Dans le dossier Sequana, l’implication du gouvernement est indirecte, mais réelle. Bpifrance est en effet actionnaire de Sequana à hauteur de 15,4 % (et 17,2 % des droits de vote). PIERRE ANDRIEU / AFP
Le gouvernement n’en a pas fini avec les dossiers sociaux lourds. Le fondeur Ascoval à peine sauvé, fin 2018, il va devoir traiter celui de Sequana, avec la préservation de 906 emplois à la clé. Le papetier a, en effet, annoncé, lundi 7 janvier, que trois filiales françaises de son entité Arjowiggins vont faire une demande d’ouverture de procédure de sauvegarde et de placement en redressement judiciaire auprès du tribunal de commerce de Nanterre, qui, devrait l’examiner dès mardi 8 janvier, selon le groupe.
Ce sont les sites historiques de Bessé-sur-Braye (568 emplois) et Le Bourray (262 emplois) dans la Sarthe, créés au milieu du XIXe siècle, et l’usine de Greenfield (76 salariés), à Château-Thierry, dans l’Aisne, qui sont menacés de fermeture.
L’annonce n’est pas une surprise, a partir de l’échec, en décembre 2018, des négociations de reprise de deux entités (activités graphiques et papiers de création) d’Arjowiggins par un investisseur néerlandais, Fineska BV. Très détérioré, le contexte sectoriel a pesé sur les négociations ouvertes en juillet 2018.
« Une augmentation inédite et continue des coûts »
Sequana met en avant « une augmentation inédite et continue de ses coûts exogènes, en particulier de la pâte à papier, qui a atteint, ces derniers mois, son niveau historiquement le plus élevé », mais de même des prix de l’énergie, une composante importante du coût de revient de ses produits.

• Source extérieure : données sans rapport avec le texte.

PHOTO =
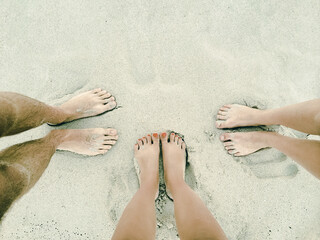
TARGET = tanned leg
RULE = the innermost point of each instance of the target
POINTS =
(22, 165)
(304, 117)
(19, 113)
(194, 220)
(305, 152)
(138, 220)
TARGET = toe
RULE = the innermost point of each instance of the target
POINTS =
(96, 90)
(136, 147)
(233, 151)
(109, 142)
(111, 137)
(172, 137)
(222, 113)
(110, 105)
(101, 93)
(111, 131)
(102, 151)
(225, 137)
(176, 138)
(155, 138)
(109, 99)
(222, 117)
(144, 140)
(227, 144)
(105, 96)
(231, 147)
(164, 137)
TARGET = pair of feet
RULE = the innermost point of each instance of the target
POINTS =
(91, 141)
(241, 143)
(147, 151)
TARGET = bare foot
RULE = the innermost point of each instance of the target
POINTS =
(236, 115)
(245, 143)
(88, 104)
(146, 152)
(91, 142)
(174, 159)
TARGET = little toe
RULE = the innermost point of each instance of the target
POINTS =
(144, 140)
(105, 96)
(101, 93)
(109, 142)
(110, 131)
(222, 117)
(102, 151)
(96, 90)
(221, 124)
(233, 151)
(172, 137)
(164, 138)
(110, 105)
(225, 137)
(155, 138)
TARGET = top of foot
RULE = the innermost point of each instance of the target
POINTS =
(146, 152)
(91, 142)
(174, 158)
(88, 104)
(244, 143)
(235, 115)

Sans manquer le contentieux qui l’oppose, depuis 2013, à British American Tobacco. Il a entraîné, selon Sequana, « une forte défiance de la part des partenaires du groupe », pesant négativement sur le besoin en fonds de roulement. Aux même temps, le secteur subit « une baisse structurelle des volumes en papiers d’impression et d’écriture ».
L’inculpation du gouvernement est indirecte, mais réelle. Bpifrance est en effet actionnaire de Sequana à hauteur de 15,4 % (et 17,2 % des droits de vote). Et il a déjà perdu de l’argent en venant en aide à Sequana. Or, le 3 janvier, l’association d’actionnaires minoritaires Asamis a annoncé le dépôt d’une plainte contre la banque publique auprès du Parquet national financier.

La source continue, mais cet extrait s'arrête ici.